Empirical Calibration and Metric Differential Privacy in Language Models
Pedro Faustini, Natasha Fernandes, Annabelle McIver, Mark Dras
TL;DR
The paper tackles empirical privacy calibration for NLP under differential privacy, showing MIAs are unreliable indicators while gradient-based reconstruction attacks provide clearer leakage signals as the privacy budget $\epsilon$ varies. It introduces metric DP with a directional VMF mechanism (DirDP-SGD) that perturbs gradient directions using the VMF distribution and compares it to standard isotropic Gaussian DP-SGD. Using GPT-2 and BERT on IMDb, SST2, and CoLA, it demonstrates that VMF can yield competitive utility and sometimes superior protection for short texts. The study highlights task- and model-dependent privacy-utility trade-offs and motivates broader adoption of directional privacy and gradient-based diagnostics in NLP privacy research.
Abstract
NLP models trained with differential privacy (DP) usually adopt the DP-SGD framework, and privacy guarantees are often reported in terms of the privacy budget $ε$. However, $ε$ does not have any intrinsic meaning, and it is generally not possible to compare across variants of the framework.

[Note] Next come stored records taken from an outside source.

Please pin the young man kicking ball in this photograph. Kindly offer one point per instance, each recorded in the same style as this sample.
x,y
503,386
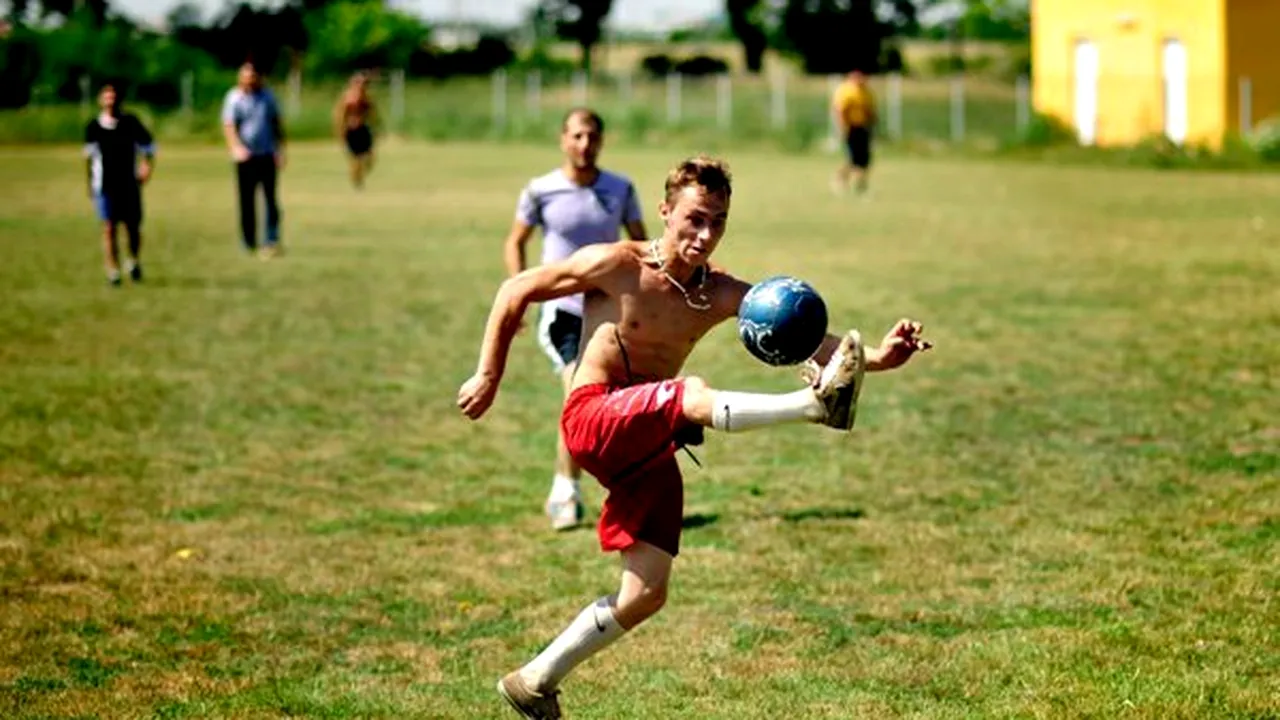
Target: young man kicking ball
x,y
647,305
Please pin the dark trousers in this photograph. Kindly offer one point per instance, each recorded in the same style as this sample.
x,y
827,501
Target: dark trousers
x,y
259,169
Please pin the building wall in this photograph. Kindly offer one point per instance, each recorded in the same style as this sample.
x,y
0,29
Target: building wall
x,y
1129,36
1253,51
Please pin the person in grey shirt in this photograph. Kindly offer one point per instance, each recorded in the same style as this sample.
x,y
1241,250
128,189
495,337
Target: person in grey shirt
x,y
576,204
255,136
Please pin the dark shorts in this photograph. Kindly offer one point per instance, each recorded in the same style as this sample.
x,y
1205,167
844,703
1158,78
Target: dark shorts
x,y
858,144
626,437
560,335
360,140
119,206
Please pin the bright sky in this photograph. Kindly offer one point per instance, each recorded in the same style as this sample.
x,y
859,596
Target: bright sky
x,y
626,13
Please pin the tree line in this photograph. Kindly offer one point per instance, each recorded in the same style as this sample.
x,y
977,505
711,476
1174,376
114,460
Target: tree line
x,y
53,44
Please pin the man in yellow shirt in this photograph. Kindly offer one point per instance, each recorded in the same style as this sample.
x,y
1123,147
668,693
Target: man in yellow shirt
x,y
854,108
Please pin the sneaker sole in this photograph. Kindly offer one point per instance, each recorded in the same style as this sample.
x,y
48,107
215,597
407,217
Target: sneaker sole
x,y
560,523
856,363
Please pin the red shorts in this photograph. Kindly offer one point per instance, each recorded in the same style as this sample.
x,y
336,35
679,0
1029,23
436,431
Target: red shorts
x,y
625,436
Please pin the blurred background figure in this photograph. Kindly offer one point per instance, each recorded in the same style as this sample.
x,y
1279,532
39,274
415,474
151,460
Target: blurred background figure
x,y
854,108
255,136
353,119
576,205
113,142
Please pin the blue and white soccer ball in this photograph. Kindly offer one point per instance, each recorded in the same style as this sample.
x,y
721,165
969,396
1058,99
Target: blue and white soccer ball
x,y
782,320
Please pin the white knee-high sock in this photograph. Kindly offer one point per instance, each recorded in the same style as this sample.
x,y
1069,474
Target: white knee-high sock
x,y
736,411
589,633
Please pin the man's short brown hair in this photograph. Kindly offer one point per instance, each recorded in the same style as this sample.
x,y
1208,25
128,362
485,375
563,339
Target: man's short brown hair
x,y
586,115
708,173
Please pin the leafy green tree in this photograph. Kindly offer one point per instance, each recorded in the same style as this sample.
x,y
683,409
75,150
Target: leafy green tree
x,y
832,36
746,22
579,21
347,36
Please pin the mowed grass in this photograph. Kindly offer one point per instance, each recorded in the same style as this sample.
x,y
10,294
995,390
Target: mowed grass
x,y
242,490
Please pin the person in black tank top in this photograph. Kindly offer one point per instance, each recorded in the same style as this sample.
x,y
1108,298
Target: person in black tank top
x,y
113,145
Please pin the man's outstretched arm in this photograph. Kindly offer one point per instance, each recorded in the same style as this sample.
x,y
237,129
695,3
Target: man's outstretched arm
x,y
577,273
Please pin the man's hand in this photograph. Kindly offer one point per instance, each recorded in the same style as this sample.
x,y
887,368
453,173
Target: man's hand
x,y
476,395
899,346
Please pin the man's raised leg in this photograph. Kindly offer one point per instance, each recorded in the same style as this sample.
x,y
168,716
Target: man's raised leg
x,y
832,400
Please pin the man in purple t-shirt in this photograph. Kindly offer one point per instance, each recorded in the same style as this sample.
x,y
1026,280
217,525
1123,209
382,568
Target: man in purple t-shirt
x,y
576,204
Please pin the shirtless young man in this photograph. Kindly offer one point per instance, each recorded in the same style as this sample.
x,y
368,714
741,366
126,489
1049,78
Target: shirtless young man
x,y
352,121
648,304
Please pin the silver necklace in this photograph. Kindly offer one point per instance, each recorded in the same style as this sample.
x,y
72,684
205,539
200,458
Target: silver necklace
x,y
703,301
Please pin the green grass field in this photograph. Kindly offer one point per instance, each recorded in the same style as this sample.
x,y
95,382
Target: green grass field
x,y
242,490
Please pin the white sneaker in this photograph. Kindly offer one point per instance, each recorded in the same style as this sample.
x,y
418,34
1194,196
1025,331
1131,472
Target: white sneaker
x,y
565,513
841,382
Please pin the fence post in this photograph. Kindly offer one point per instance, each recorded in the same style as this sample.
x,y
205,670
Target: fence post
x,y
625,89
295,95
725,100
398,99
895,105
534,94
1246,105
188,92
958,109
673,98
1023,117
780,100
85,94
499,100
832,126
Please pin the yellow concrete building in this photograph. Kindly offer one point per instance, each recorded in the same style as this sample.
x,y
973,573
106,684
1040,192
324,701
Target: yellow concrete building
x,y
1123,71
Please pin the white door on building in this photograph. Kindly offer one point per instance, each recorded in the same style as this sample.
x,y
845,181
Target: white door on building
x,y
1175,90
1086,73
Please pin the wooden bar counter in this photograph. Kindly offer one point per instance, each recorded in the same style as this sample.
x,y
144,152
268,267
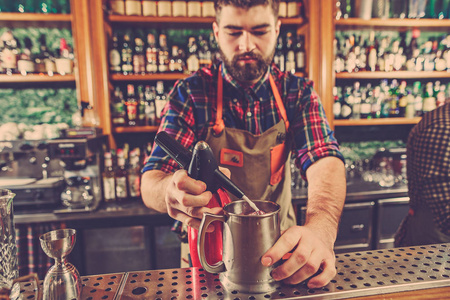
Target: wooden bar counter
x,y
420,272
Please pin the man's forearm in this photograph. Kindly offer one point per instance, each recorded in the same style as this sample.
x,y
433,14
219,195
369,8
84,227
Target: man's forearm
x,y
326,196
153,188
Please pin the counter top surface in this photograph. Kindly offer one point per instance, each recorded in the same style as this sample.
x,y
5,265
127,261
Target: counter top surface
x,y
357,191
420,272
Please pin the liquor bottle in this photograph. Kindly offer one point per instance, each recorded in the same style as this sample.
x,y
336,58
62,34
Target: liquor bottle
x,y
402,96
134,174
371,53
429,101
418,99
150,108
133,8
290,54
24,6
194,8
279,58
164,8
141,107
9,53
115,61
109,184
139,64
149,8
163,55
300,59
127,56
121,177
346,107
131,106
293,8
366,102
161,99
118,108
64,63
192,61
179,8
337,106
282,9
204,53
25,64
151,54
117,7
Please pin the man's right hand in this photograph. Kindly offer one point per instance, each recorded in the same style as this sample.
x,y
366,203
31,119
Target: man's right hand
x,y
186,199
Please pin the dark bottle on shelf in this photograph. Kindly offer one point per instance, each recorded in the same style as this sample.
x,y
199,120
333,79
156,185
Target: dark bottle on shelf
x,y
279,57
141,106
25,64
139,56
109,184
118,108
290,53
192,61
115,60
134,174
131,105
150,108
127,56
163,55
300,57
151,54
161,99
121,177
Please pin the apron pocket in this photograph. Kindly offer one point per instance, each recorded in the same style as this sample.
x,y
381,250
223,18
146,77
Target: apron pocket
x,y
277,162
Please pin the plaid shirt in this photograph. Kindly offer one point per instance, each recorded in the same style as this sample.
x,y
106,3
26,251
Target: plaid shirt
x,y
191,111
428,165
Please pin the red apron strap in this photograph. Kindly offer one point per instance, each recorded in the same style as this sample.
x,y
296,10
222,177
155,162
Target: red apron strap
x,y
219,125
279,101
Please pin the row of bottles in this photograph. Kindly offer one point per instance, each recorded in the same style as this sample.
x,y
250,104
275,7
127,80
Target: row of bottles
x,y
122,175
35,6
139,106
135,56
290,53
388,100
189,8
17,57
382,52
413,9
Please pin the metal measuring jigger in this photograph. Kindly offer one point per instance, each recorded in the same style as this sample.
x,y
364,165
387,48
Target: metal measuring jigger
x,y
62,280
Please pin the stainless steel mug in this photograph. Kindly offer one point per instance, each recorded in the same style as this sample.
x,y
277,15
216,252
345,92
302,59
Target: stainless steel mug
x,y
246,238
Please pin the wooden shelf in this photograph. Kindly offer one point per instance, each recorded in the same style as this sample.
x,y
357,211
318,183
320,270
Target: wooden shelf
x,y
135,129
17,78
398,24
371,122
35,17
393,75
159,76
156,76
185,20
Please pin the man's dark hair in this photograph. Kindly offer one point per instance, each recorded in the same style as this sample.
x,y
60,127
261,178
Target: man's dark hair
x,y
246,4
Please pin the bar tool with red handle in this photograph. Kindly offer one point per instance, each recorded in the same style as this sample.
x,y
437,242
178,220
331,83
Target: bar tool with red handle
x,y
202,165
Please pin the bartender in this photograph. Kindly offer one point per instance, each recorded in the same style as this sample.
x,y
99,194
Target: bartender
x,y
246,108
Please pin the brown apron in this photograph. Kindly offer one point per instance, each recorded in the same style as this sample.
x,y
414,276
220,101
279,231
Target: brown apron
x,y
259,164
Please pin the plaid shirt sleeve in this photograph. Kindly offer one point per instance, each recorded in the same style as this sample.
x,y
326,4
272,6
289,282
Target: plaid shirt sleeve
x,y
313,136
428,166
178,121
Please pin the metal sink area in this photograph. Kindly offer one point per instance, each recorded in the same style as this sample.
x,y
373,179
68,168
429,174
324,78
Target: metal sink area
x,y
359,274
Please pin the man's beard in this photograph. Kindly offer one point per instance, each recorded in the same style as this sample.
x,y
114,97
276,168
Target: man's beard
x,y
247,72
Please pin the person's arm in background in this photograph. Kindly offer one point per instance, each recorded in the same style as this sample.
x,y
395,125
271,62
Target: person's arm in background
x,y
310,246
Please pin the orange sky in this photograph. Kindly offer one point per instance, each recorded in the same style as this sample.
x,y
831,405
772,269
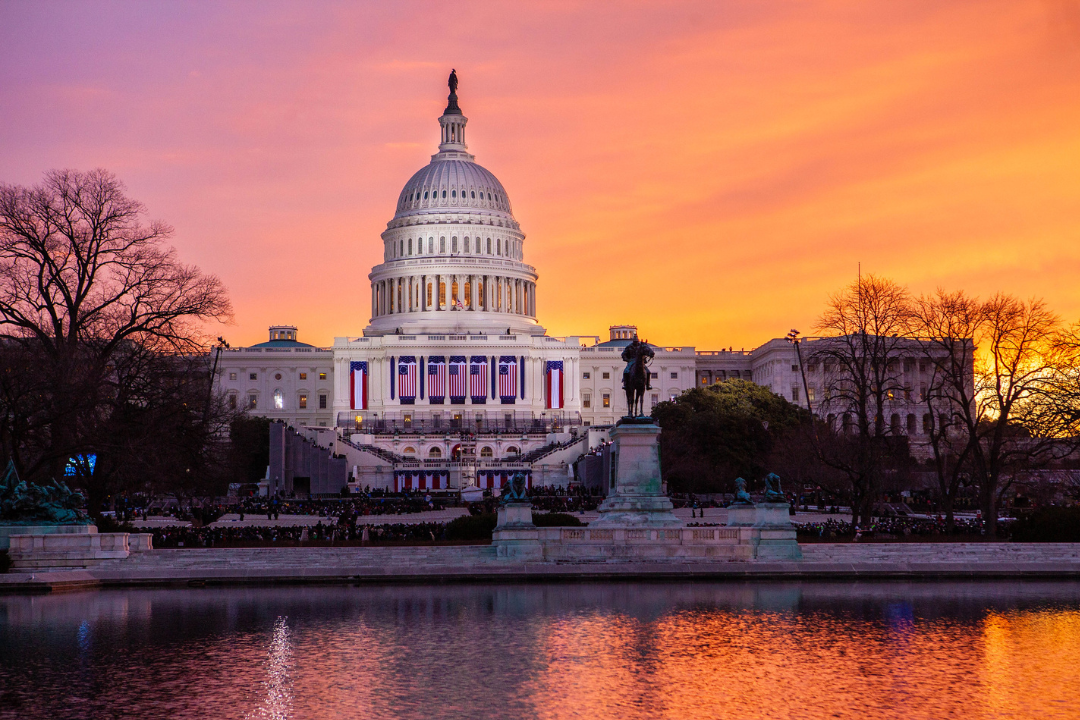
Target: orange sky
x,y
736,160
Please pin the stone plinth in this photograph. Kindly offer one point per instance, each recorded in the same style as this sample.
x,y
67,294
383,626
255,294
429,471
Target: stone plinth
x,y
9,530
515,538
774,533
637,543
635,497
31,553
742,515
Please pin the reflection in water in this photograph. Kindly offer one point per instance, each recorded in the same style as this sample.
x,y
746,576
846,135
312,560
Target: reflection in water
x,y
885,650
279,700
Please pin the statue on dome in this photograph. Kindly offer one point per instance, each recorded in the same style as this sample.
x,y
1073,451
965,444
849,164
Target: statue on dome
x,y
635,377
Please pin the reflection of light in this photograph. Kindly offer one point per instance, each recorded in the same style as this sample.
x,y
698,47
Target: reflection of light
x,y
84,637
278,704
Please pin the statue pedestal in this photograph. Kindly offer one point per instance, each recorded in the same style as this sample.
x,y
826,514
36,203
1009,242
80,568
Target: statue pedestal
x,y
515,538
774,533
43,529
635,497
742,515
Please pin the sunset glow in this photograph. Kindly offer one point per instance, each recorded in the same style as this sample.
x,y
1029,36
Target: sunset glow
x,y
740,159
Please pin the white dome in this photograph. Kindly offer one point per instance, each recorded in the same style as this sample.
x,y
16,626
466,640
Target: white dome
x,y
453,186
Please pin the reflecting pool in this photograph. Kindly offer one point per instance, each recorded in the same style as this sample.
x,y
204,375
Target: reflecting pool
x,y
694,650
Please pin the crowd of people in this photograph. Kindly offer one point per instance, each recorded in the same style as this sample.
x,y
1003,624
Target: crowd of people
x,y
890,528
297,535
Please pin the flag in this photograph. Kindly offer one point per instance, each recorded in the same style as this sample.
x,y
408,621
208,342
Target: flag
x,y
554,385
358,384
457,379
477,379
406,379
436,379
508,379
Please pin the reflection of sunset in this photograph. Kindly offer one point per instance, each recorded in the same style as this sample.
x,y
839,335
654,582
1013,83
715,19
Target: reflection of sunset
x,y
921,651
742,158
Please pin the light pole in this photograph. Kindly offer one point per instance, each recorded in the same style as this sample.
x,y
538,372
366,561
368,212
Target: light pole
x,y
793,337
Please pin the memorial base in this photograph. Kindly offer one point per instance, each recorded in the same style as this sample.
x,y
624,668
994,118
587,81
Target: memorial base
x,y
36,553
515,538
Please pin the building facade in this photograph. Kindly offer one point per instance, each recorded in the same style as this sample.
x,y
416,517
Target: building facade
x,y
454,382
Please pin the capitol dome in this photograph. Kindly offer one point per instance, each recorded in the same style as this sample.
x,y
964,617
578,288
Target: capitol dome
x,y
453,252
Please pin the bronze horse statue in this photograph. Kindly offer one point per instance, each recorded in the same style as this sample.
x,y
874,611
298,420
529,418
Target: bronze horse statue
x,y
635,378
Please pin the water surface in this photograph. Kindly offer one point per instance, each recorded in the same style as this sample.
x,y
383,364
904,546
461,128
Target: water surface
x,y
867,650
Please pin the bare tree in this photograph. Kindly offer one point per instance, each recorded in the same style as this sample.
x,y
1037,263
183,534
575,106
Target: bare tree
x,y
866,328
948,325
85,286
1016,422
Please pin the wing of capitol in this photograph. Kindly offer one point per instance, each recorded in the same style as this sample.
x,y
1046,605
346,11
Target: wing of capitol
x,y
454,384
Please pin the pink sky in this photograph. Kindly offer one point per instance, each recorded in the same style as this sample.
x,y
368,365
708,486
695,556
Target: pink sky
x,y
736,159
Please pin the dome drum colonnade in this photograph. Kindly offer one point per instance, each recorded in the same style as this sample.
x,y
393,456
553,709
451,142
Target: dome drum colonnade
x,y
453,246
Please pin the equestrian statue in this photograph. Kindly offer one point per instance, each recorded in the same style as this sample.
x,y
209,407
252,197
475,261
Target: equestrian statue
x,y
635,378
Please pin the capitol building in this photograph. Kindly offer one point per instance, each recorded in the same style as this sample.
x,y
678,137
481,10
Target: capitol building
x,y
455,382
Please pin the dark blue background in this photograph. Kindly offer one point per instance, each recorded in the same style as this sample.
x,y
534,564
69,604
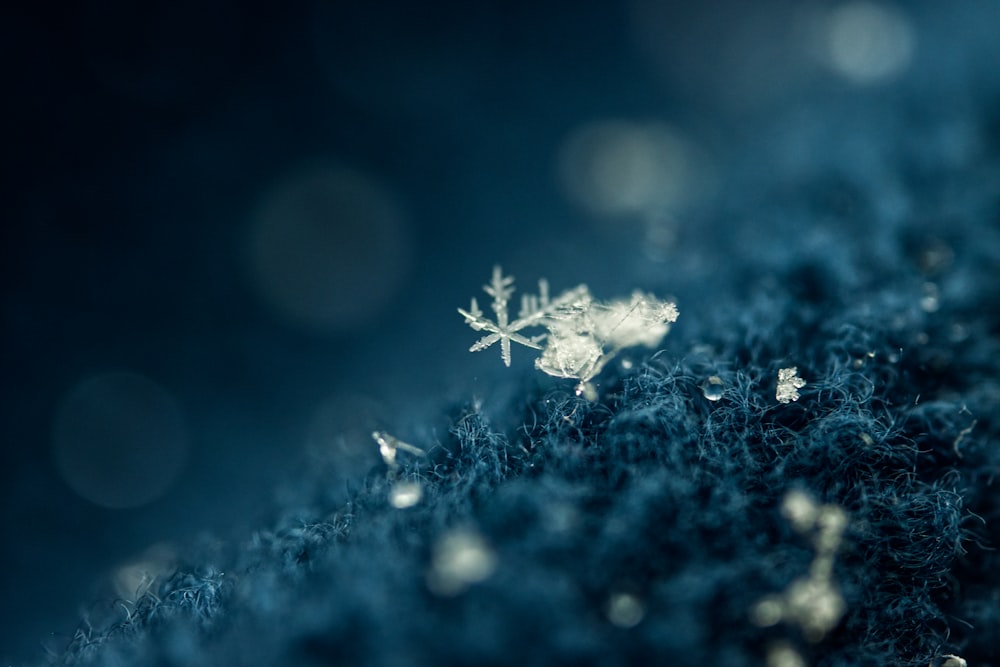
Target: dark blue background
x,y
139,137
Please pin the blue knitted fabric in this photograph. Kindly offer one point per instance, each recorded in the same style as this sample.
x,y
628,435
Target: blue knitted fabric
x,y
658,491
854,236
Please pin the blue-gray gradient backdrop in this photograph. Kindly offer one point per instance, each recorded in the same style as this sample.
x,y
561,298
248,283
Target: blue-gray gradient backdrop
x,y
234,234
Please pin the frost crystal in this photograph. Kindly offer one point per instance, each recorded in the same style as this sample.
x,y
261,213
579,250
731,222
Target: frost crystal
x,y
788,385
582,335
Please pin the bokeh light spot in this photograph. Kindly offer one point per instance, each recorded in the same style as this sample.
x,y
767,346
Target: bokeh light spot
x,y
119,440
868,43
328,248
621,169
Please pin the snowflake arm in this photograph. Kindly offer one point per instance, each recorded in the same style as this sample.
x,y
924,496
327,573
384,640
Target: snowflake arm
x,y
500,288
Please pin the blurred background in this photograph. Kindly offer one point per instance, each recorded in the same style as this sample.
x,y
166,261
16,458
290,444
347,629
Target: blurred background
x,y
235,234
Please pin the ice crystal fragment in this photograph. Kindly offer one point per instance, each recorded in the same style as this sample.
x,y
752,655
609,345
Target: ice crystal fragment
x,y
788,385
813,602
581,335
405,494
461,558
712,388
389,446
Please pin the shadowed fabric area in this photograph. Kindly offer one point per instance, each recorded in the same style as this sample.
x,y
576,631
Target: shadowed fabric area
x,y
666,497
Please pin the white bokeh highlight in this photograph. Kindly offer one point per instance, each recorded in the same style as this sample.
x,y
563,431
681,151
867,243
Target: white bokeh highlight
x,y
119,440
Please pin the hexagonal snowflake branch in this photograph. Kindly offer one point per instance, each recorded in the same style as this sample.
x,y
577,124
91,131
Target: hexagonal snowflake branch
x,y
581,335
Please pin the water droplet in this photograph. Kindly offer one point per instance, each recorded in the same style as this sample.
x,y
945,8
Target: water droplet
x,y
461,558
930,302
405,494
712,388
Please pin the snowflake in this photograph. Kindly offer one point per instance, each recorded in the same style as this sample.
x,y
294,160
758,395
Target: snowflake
x,y
788,385
581,336
533,310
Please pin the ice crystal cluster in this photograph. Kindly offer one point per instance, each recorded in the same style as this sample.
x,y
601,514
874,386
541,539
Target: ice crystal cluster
x,y
581,334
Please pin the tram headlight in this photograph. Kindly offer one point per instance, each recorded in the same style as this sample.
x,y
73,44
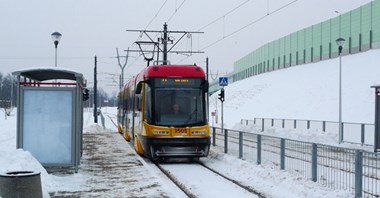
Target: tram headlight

Work in image processing has therefore explored how to empirically calibrate noise across frameworks using Membership Inference Attacks (MIAs). However, this kind of calibration has not been established for NLP. In this paper, we show that MIAs offer little help in calibrating privacy, whereas reconstruction attacks are more useful. As a use case, we define a novel kind of directional privacy based on the von Mises-Fisher (VMF) distribution, a metric DP mechanism that perturbs angular distance rather than adding (isotropic) Gaussian noise, and apply this to NLP architectures. We show that, even though formal guarantees are incomparable, empirical privacy calibration reveals that each mechanism has different areas of strength with respect to utility-privacy trade-offs.